And Saturday marked the first anniversary of the largest prison work strike in U.S. history. On September 9, 2016, prisoners launched a nationwide work strike that spread across 29 prisons to include more than 24,000 prisoners. Last year’s strike, launched on the anniversary of the 1971 Attica prison uprising, sparked widespread retaliation by prison guards, including in Michigan’s Kinross Correctional Facility. This is prisoner, poet and abolitionist Fred Williams, speaking about the strike and the retaliation in an interview just released by Rustbelt Abolition Radio.

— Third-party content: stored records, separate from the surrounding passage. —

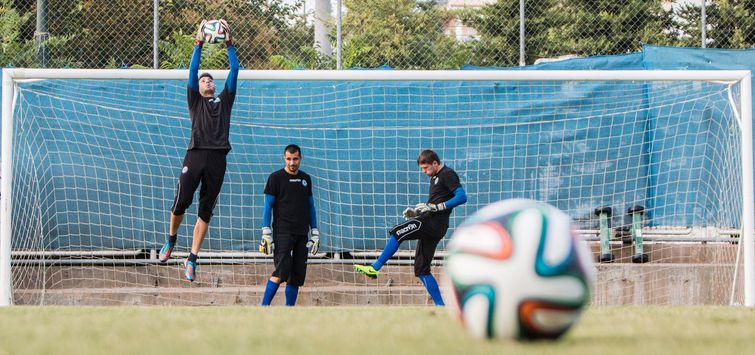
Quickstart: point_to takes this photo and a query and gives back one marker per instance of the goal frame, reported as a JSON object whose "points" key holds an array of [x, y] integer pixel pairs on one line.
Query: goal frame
{"points": [[11, 75]]}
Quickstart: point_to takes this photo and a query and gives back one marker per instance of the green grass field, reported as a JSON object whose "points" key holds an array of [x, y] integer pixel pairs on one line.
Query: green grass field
{"points": [[359, 330]]}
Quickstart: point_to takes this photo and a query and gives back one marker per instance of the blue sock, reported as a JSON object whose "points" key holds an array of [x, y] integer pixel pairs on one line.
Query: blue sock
{"points": [[432, 288], [292, 292], [390, 248], [270, 291]]}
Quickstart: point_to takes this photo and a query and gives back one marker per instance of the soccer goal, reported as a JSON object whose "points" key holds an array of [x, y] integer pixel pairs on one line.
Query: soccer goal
{"points": [[654, 167]]}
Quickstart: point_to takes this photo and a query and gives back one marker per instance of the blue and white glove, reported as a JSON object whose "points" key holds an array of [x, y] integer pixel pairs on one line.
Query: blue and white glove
{"points": [[314, 241], [266, 245], [429, 207], [410, 213]]}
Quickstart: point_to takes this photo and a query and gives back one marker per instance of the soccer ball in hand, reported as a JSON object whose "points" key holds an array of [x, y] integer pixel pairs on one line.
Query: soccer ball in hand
{"points": [[516, 269], [214, 31]]}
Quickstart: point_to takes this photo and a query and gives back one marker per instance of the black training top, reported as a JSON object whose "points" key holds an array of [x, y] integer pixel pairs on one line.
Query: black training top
{"points": [[442, 187], [291, 208], [210, 120]]}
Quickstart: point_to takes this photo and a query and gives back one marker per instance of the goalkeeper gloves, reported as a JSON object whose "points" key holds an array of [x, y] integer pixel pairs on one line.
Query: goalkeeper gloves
{"points": [[429, 207], [314, 241], [199, 39], [410, 213], [266, 245]]}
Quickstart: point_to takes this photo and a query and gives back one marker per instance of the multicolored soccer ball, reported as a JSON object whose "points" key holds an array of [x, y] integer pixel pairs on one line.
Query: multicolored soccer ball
{"points": [[214, 31], [516, 269]]}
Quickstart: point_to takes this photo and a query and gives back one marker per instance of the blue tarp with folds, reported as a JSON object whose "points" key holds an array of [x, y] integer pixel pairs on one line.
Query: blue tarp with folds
{"points": [[104, 156]]}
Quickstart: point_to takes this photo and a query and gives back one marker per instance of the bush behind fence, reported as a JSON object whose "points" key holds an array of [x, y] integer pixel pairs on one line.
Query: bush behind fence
{"points": [[403, 34]]}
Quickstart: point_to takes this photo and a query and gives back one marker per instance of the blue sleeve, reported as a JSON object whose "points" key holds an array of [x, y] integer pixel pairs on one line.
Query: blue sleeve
{"points": [[233, 74], [460, 198], [312, 213], [267, 214], [194, 68]]}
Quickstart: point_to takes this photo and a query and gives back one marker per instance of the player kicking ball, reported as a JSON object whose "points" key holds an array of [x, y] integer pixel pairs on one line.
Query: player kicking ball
{"points": [[426, 222], [205, 160], [290, 207]]}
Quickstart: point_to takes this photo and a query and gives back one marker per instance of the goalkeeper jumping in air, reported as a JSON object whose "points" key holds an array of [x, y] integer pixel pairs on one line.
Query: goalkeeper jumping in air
{"points": [[426, 222], [205, 160]]}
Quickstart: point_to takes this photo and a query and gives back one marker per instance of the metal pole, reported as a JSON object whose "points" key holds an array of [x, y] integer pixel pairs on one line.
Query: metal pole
{"points": [[522, 58], [41, 35], [155, 34], [748, 210], [339, 42], [703, 25], [6, 281]]}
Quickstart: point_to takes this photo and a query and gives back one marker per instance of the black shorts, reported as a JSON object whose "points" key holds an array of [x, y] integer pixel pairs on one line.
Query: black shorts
{"points": [[428, 232], [290, 257], [200, 165]]}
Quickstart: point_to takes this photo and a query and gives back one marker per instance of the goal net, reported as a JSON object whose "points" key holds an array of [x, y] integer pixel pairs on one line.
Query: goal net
{"points": [[91, 159]]}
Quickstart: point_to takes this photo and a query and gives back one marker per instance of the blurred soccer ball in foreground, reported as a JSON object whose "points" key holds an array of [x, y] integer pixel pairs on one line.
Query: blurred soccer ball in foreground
{"points": [[214, 31], [516, 269]]}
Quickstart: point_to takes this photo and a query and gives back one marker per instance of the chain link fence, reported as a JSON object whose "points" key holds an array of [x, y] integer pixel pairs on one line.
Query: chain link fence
{"points": [[343, 34]]}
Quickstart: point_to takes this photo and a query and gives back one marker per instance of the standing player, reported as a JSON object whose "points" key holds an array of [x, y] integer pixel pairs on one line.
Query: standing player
{"points": [[426, 222], [205, 159], [289, 201]]}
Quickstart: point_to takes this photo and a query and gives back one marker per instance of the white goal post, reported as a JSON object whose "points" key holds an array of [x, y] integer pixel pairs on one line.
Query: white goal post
{"points": [[12, 76]]}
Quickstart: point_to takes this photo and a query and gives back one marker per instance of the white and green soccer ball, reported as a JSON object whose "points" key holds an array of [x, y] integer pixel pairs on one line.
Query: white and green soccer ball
{"points": [[516, 269], [214, 31]]}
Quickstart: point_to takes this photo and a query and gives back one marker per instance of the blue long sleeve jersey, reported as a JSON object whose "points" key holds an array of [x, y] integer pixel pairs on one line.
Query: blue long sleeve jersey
{"points": [[267, 214], [233, 74]]}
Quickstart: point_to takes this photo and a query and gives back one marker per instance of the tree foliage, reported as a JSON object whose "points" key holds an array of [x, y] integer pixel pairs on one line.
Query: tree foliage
{"points": [[404, 34], [729, 24]]}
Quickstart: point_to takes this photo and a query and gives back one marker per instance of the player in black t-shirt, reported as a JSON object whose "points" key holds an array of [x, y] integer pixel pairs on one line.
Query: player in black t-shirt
{"points": [[289, 202], [426, 222], [205, 160]]}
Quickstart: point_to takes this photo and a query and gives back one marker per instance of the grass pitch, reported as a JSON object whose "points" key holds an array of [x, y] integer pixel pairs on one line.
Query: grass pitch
{"points": [[359, 330]]}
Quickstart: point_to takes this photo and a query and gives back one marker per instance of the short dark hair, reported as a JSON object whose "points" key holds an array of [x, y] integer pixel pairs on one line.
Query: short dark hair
{"points": [[427, 156], [292, 148]]}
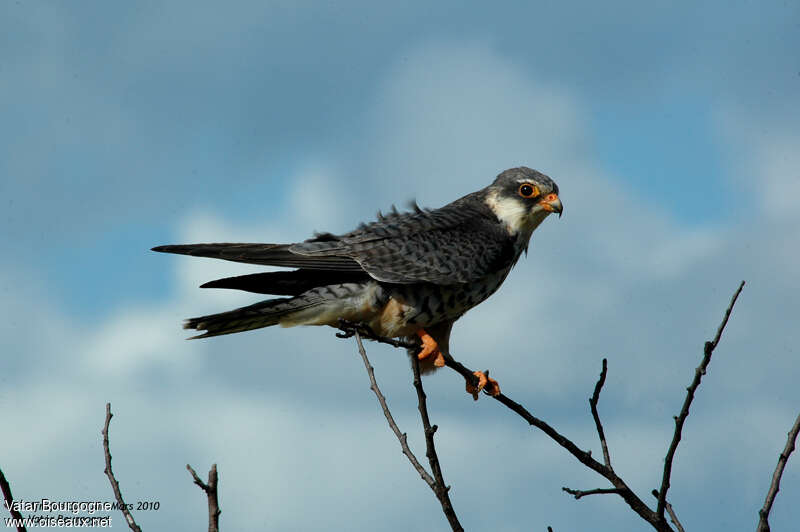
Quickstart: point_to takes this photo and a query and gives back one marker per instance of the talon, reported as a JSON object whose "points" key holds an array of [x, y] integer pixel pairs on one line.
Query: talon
{"points": [[484, 383], [429, 347]]}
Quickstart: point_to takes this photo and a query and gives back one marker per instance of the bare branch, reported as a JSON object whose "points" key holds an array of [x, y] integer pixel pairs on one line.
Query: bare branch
{"points": [[581, 493], [6, 489], [401, 436], [775, 486], [584, 457], [441, 490], [679, 421], [211, 492], [671, 512], [593, 405], [110, 474]]}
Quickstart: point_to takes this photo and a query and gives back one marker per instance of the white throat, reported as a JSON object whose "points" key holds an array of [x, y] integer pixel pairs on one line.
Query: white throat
{"points": [[515, 215]]}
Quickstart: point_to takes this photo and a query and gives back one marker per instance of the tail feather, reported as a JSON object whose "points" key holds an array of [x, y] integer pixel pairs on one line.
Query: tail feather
{"points": [[291, 283], [266, 254], [263, 314]]}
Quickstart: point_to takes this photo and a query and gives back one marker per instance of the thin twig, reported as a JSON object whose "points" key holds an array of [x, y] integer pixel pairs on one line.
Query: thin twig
{"points": [[110, 474], [441, 490], [593, 405], [583, 493], [775, 486], [401, 436], [211, 493], [584, 457], [681, 418], [636, 504], [6, 489], [671, 511]]}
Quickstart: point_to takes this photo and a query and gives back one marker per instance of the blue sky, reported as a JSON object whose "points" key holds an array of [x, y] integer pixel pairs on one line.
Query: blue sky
{"points": [[670, 128]]}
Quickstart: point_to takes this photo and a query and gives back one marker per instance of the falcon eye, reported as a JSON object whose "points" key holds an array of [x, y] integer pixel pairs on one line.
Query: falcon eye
{"points": [[526, 190]]}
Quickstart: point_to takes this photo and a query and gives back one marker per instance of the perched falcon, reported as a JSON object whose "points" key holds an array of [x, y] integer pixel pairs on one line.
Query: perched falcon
{"points": [[407, 274]]}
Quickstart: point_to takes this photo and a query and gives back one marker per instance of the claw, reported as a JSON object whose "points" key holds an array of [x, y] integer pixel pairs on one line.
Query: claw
{"points": [[484, 383]]}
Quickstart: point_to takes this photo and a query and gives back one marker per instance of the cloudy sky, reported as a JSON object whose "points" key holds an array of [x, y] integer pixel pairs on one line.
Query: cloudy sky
{"points": [[671, 129]]}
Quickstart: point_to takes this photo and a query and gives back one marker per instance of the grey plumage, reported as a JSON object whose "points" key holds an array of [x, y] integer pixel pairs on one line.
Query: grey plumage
{"points": [[401, 273]]}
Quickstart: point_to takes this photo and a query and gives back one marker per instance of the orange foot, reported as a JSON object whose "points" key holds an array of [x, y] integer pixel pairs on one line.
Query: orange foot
{"points": [[430, 348], [484, 383]]}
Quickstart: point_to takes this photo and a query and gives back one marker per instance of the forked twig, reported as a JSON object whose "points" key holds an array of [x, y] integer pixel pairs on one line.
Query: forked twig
{"points": [[110, 474], [435, 482], [655, 518], [211, 493], [593, 406], [401, 436], [441, 490], [681, 418]]}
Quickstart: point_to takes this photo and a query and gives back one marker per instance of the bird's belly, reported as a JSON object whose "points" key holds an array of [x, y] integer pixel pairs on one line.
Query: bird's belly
{"points": [[411, 307]]}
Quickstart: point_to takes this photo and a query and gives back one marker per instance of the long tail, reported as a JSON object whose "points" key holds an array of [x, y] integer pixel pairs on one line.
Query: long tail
{"points": [[261, 314]]}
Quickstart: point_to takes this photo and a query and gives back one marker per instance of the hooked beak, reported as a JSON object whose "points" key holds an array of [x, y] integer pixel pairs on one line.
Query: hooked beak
{"points": [[552, 203]]}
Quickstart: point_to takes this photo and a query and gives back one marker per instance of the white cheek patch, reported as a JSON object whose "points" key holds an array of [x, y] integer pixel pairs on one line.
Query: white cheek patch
{"points": [[511, 211]]}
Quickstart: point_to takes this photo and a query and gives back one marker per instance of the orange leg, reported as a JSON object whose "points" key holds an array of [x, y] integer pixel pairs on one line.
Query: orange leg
{"points": [[430, 348], [484, 383]]}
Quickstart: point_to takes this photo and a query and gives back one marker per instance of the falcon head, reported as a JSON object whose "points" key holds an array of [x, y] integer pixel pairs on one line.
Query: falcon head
{"points": [[522, 198]]}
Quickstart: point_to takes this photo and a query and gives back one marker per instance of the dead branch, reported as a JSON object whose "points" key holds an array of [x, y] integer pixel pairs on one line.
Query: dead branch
{"points": [[593, 406], [401, 436], [655, 518], [671, 512], [436, 484], [110, 474], [679, 421], [211, 492], [6, 489], [581, 493], [775, 486], [441, 490]]}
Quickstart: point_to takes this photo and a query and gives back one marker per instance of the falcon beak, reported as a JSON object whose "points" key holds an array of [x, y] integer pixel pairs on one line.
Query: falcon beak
{"points": [[552, 203]]}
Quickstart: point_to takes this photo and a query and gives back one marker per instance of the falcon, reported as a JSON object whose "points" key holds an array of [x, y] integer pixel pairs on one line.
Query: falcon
{"points": [[410, 274]]}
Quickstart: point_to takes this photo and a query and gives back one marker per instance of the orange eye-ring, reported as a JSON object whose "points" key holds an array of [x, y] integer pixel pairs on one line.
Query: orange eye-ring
{"points": [[528, 190]]}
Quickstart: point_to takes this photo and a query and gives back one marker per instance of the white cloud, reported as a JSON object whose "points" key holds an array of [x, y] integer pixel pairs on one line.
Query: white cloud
{"points": [[287, 413]]}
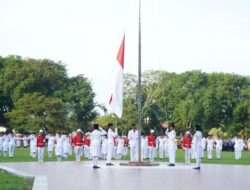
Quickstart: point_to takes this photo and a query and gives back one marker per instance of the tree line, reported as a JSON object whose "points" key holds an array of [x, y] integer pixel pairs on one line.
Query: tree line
{"points": [[37, 94], [219, 102]]}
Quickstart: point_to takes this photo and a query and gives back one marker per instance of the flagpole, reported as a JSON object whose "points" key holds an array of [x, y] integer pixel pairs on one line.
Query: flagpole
{"points": [[139, 98]]}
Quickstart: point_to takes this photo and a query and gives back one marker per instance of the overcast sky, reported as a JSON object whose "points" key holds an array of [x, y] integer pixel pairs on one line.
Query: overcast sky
{"points": [[177, 35]]}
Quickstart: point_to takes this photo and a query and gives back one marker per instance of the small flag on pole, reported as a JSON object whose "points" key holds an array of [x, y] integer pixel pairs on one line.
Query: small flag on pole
{"points": [[116, 96]]}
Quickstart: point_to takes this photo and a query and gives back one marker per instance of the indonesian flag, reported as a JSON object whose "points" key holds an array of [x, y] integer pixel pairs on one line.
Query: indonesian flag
{"points": [[116, 96]]}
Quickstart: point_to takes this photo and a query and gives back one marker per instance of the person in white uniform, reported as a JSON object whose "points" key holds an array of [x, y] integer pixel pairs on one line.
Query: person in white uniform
{"points": [[33, 148], [171, 142], [166, 146], [161, 141], [112, 133], [120, 146], [95, 143], [238, 147], [210, 145], [59, 146], [204, 145], [144, 147], [198, 147], [218, 147], [5, 144], [1, 143], [133, 137], [51, 144], [18, 141], [25, 141], [104, 147], [12, 144], [66, 145]]}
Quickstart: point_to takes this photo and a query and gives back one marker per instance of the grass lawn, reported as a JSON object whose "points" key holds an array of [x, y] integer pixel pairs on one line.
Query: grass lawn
{"points": [[12, 182], [22, 155]]}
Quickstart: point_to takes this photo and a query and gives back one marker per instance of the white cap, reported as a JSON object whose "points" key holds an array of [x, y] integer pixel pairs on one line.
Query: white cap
{"points": [[78, 130]]}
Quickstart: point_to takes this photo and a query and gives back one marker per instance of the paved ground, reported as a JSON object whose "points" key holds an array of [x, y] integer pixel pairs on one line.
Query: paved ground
{"points": [[81, 176]]}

Fred Williams: “They decided that they were going to stand out and protest—protest the food, protest health service, protest the ventilation, protest the living conditions overall. And so, these few guys stood outside, walking in circles, protesting, chanting, you know, 'Equal work, equal pay,' chanting. And they were also calling for other guys inside the housing units to come out and stand with them in solidarity. And it worked. They walked in circles in the common area, chanting, and the crowd just grew larger and larger and larger, until the point where, when I looked out the window, it looked like it was maybe 500-600 guys out there. And so, the ERT was called in; the emergency response team was called in. It took four or five hours. And from what I understand, this is either the first or second time the government allowed for live ammunition to be entered onto the prison compound in Michigan.”
That was prisoner Fred Williams at Michigan’s Kinross Correctional Facility in an audio archive just released because some prisoners were isolated in solitary confinement as retaliation for the strike for nearly a year. And today is the 16th anniversary of the September 11 attacks.